A composição da cantiga confirma o seu perfeito conhecimento da lírica provençal, mas também a
consciência que tinha de ser “a maneira provençal” a matriz do género galego-português, a que
pertence esta composição. Formalmente, a cantiga segue igualmente o modelo provençal, sendo de
mestria, com estrofes uníssonas e ainda com inclusão de palavra-rima.
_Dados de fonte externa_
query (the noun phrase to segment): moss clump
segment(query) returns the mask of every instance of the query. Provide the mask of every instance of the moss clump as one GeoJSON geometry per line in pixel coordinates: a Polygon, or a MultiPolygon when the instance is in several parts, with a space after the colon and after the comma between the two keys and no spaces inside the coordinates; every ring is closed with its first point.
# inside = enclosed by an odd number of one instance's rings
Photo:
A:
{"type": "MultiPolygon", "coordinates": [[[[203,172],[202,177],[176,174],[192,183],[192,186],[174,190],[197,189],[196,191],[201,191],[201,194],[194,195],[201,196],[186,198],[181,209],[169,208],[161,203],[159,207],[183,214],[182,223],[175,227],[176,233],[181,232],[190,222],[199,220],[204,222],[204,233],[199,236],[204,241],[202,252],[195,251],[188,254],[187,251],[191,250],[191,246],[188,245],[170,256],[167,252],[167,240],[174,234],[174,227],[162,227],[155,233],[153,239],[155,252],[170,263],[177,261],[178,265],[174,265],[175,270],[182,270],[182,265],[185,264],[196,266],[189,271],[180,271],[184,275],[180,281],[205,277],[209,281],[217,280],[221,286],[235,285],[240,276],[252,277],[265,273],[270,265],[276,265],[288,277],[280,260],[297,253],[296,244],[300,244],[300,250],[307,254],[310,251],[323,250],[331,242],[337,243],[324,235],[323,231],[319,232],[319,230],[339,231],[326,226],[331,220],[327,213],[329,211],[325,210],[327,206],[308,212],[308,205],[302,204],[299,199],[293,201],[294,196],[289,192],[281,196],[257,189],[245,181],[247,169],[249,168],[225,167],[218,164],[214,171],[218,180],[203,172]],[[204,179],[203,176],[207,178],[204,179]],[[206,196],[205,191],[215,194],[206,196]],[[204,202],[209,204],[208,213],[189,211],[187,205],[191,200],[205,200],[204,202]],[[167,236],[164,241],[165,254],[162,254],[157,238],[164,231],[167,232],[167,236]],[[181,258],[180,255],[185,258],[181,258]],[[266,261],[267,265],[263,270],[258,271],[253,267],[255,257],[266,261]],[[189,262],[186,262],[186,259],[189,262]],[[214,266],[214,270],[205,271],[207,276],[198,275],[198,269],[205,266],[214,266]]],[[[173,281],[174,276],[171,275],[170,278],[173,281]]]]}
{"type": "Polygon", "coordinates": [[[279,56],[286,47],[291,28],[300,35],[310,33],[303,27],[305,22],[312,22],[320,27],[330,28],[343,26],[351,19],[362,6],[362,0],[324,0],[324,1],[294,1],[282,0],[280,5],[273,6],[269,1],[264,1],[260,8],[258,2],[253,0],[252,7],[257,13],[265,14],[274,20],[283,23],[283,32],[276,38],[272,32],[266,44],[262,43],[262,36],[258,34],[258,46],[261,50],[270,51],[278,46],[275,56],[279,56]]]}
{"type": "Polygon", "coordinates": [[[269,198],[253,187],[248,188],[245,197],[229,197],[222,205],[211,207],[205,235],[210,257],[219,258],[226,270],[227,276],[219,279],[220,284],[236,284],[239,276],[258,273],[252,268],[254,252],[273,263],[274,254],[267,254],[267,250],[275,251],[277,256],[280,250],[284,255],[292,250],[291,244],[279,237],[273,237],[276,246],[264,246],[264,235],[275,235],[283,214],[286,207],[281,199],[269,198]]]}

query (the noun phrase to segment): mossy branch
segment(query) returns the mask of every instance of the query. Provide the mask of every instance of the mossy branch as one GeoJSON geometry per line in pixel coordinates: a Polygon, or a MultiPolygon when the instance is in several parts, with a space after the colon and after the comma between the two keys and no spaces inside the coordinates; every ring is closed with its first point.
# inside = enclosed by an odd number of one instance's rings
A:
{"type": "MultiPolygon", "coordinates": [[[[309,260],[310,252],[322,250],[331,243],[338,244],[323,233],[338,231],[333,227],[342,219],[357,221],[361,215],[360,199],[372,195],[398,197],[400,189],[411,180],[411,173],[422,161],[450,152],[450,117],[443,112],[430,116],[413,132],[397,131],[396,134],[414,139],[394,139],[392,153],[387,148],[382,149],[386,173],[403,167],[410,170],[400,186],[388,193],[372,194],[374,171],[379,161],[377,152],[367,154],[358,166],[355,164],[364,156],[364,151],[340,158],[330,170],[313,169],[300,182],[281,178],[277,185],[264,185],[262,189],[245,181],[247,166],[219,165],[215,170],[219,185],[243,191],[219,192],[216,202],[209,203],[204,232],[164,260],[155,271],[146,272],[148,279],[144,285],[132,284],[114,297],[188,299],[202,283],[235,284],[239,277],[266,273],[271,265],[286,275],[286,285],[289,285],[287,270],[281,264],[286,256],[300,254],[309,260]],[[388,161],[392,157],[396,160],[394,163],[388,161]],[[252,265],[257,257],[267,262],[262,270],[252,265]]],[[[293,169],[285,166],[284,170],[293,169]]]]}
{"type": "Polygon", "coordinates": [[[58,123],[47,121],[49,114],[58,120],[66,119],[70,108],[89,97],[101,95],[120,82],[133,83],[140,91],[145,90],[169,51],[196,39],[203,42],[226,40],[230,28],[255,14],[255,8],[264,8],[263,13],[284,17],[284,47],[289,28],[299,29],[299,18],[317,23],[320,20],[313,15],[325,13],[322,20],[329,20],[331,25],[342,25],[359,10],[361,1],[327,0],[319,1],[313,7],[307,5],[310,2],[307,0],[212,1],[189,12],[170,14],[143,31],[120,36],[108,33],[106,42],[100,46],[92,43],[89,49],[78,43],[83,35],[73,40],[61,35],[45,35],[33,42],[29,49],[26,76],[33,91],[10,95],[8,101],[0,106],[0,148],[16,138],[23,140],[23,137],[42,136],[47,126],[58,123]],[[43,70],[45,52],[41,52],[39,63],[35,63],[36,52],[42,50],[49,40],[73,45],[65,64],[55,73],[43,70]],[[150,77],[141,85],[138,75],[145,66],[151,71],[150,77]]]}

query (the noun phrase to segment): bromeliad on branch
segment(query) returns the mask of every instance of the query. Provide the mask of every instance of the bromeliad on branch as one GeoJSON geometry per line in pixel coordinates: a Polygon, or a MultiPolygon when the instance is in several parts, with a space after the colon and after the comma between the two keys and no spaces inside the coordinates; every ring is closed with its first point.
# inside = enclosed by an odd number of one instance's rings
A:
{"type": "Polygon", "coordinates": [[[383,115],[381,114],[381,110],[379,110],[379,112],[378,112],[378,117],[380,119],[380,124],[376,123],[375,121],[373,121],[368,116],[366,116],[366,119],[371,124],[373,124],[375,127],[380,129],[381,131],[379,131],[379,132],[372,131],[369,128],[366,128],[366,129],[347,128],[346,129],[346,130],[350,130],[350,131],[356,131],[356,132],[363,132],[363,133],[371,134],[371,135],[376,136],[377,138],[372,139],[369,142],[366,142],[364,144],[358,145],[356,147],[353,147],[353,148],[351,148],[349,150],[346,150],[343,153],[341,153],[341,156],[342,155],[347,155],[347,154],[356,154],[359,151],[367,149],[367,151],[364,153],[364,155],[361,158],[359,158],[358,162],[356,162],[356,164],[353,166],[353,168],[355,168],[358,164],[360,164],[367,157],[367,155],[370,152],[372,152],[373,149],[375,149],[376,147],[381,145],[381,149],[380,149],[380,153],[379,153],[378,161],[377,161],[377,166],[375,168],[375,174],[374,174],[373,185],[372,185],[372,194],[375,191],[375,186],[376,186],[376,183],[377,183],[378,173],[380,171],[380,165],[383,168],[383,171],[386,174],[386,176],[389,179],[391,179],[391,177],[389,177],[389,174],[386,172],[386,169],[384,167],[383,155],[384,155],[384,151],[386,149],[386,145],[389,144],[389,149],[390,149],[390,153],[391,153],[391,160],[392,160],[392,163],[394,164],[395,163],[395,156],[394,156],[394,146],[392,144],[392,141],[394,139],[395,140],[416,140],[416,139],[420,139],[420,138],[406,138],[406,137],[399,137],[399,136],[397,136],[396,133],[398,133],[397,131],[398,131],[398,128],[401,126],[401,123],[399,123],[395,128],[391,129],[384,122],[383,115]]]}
“Como morreu quem nunca bem”


A constituição anafórica e a descrição do sofrimento do trovador através da sua inclusão num caso
típico geral singularizam retoricamente esta cantiga. O trovador faz uma referência ao desespero do
casamento da sua amada. Esta cantiga acrescenta um sentido e força dramática ao lamento. Se é
impossível a aderirmos a sinceridade deste lamento, também é certo que nos abre uma porta para os
“bastidores” do “amor cortês”.
“Se eu pudesse desamar”
Nesta cantiga de amor é bastante simples e retoricamente muito elaborada. Podemos ver que o
autor exprime o seu desejo de vingar-se daquela que sempre o tratou mal, pagando-lhe na mesma
moeda: deixando-a de amar, procurando o seu mal e fazendo-a sofrer. Mas este é um desejo
impossível, até porque a culpa é do seu próprio coração, que o fez desejar quem nunca desejou.

“Roi Queimado”
Dirigida ao trovador Rui Queimado, esta cantiga é uma das mais célebres paródias ao cliché da maré
do amor, tão repetidamente, jurada nas cantigas de amor galego-português. A sátira que aqui
desenvolve-se talvez tivesse sido propiciada por uma particular cantiga de Rui Queimado na qual
este trovador, por amor da sua senhor, lhe diz que se arrepende da sua anterior decisão de querer
morrer. Os dotes poéticos de Rui Queimado, cujo problema seria querer “meter-se” a fazer aquilo que
não sabe.

“Ai, dona fêa, foste-vos queixar”


Nesta cantiga de escárnio proposta para análise, o trovador critica uma “dona”, que, segundo ele se
foi queixar de lhe nunca lhe ter trovado. O trovador decide então “loar” esta “dona” como “fêa, velha e
sandia”. Estas três características negativas atribuídas à “dona” possuem uma grande importância,
na medida que o número 3 é o símbolo da perfeição, da totalidade, sendo a “dona” o exemplo de
perfeição nestas três categorias “fêa, velha e sandia”.